E lá fui eu, renovar minha carteirinha de plateia de sofá. Rock in Rio. Ok. Claro, o primeiro final de semana, o mais pop, não me fez realmente ocupar o sofá para dedicar atenção exclusiva a algum show – só parei um pouco para ver a apresentação de Fernanda Abreu no palco Sunset, que foi bem digna.

Mas eu já estava, é lógico, de olho no sábado passado. The Who, uma das bandas mais importantes da História do Rock e da minha história pessoal. Não sou do tempo em que a banda se tornou conhecida, mas sou do tempo do lançamento de Tommy em sua versão filme – que, quando chegou em Santos, fez com que eu emendasse 3 sessões em todos os finais de semana em que ele continuou em cartaz. Minha turma e eu nos escondíamos no banheiro no final de uma sessão e voltávamos para a sala de exibição assim que começava a próxima, pequenos delinquentes que éramos.

Essa memória fez com que, por trás do “senhor” Daltrey, eu veja sempre e ainda o Roger Daltrey em sua versão Tommy… esse que está aí acima, no auge da expressão vazia de quando era cego, surdo e mudo. Ave, Roger!

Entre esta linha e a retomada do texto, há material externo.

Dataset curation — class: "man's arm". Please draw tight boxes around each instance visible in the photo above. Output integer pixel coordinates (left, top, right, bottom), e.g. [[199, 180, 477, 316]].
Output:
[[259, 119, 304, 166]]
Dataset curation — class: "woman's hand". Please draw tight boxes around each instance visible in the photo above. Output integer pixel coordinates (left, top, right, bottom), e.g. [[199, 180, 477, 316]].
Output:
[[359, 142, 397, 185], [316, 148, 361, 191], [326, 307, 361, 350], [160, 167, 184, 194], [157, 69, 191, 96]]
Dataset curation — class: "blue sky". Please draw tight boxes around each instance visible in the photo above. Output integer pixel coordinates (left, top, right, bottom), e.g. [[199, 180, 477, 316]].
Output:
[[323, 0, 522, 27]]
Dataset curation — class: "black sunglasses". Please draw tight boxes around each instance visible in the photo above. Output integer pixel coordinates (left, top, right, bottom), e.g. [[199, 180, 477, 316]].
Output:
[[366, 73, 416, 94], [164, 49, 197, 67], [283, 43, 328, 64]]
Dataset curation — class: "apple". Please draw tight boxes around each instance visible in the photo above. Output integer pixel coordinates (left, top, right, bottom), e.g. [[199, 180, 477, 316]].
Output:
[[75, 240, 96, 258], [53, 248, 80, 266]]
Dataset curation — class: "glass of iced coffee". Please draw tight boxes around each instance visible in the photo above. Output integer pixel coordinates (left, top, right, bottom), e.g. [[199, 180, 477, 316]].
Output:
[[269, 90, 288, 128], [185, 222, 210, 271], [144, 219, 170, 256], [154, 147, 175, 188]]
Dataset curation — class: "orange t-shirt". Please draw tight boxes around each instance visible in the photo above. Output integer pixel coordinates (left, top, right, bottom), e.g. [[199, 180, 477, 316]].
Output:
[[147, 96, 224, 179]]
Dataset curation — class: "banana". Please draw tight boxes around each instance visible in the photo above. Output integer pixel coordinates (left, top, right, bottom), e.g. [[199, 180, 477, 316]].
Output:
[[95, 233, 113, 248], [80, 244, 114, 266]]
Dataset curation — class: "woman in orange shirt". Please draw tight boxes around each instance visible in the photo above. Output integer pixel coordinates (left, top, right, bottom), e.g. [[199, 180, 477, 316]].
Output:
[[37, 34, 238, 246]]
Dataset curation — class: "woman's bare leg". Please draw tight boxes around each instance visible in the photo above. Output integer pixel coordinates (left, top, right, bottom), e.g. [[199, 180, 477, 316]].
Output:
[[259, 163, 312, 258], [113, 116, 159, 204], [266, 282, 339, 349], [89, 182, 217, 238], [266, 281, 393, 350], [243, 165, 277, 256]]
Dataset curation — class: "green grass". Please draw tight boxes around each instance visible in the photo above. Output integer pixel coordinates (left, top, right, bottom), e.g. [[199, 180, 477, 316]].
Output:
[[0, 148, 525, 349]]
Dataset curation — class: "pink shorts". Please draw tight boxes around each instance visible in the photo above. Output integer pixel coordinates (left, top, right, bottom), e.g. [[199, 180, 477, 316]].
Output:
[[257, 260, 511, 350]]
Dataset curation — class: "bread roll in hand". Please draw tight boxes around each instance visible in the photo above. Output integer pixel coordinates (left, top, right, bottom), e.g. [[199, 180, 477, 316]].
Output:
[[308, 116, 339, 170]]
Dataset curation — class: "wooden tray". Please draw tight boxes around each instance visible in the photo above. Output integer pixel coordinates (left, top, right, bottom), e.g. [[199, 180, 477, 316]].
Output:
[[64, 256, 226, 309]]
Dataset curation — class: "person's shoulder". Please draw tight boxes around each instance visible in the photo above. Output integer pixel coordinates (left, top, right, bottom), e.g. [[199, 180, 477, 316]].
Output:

Fiquei de coração partido por não poder ter a experiência de ver a banda ao vivo, finalmente, ainda que apenas com dois de seus membros originais. Mas foi o que aconteceu. E, pela configuração do Rock in Rio, não seria lá que eu tentaria matar a lacuna cultural. Não colocar o The Who como headliner foi uma falta de respeito, uma maldade com os fãs, que tiveram que aturar uma multidão de desinteressados aguardando o show do Guns N’ Roses. Para ter uma ideia, um jornalista veterano da área musical como Jamari França, que estava na Cidade do Rcok, simplesmente não conseguiu ouvir o suficiente para se sentir com direito de escrever sobre o show. Ele desabafou no Facebook: “Deviam ter feito como em 2001, a maior parte foi embora e quem gosta de Classic Rock viu um show inesquecível de Neil Young. Aqui foi frustrante, a História do Rock passando no palco e maioria cagando e andando“.

Aqui do meu sofá, salvo as falhas que já conhecemos das transmissões do Multishow, deu para cultivar emoção e admiração por Pete Townshend e Roger Daltrey, cheios de energia aos, respectivamente, 73 e 72 anos. Não são mais os mesmos? Evidentemente. O tempo passa, o tempo passou. Mas o que “sobrou” é mais do que suficiente para transformar o show em uma aula de como o rock deveria sempre ser. Dizem que, no primeiro show, em São Paulo, Daltrey errou a entrada de My Generation e desafinou. Ao vivo, gente, corre-se o risco, em qualquer idade. Que o digam outros shows do RIR.

A dupla sobrevivente sabe também se cercar de músicos que garantem a qualidade – e o tesão – dos seus shows. Quem chama mais atenção, é claro, é Zak Starkey, o baterista filho de um dos bateristas mais famosos do mundo, Ringo Starr… e que teve a sorte suprema de conviver, na infância, com o próprio Keith Moon que está substituindo agora. O mais impressionante é que Zak já tem 52 anos… mas na dinâmica da banda parece aquele moleque que injeta energia explosiva nos veteranos. Decididamente, o terceiro ponto focal do show.

Além dele, a banda conta com mais cinco integrantes: o irmão de Pete, Simon, na guitarra; Jon Button, no baixo; Loren Gold  e John Corey nos teclados;  e o diretor musical e também tecladista Frank Simes. Um time azeitadíssimo.

Repertório? A maioria dos maiores hits da banda estavam lá. Incluindo os temas da franquia CSI, que mesmo o público desatento deve ter reconhecido. Aliás, impossível não trancar a respiração em We Won’t Get Fooled Again, só esperando se Daltrey daria conta daquele grito característico da música. E ele deu. Tivemos dois blocos dedicados às duas óperas rock da banda. Ambos poderiam ser maiores… De Tommy, pelo menos I’m Free poderia ter se juntado a Amazing Jorney, Sparks, Pinball Wizard e See Me, Feel Me. E de Quadrophenia, uma das minhas preferidas, The Real Me, também ficou de fora. Mas não teria, mesmo, como tocar tudo o que a banda tem de melhor. Especialmente em um show ensaduichado entre duas outras atrações, sem direito a bis. Mas, mesmo de longe, ainda estou me sentindo privilegiada por ter feito parte do público virtual desse show único.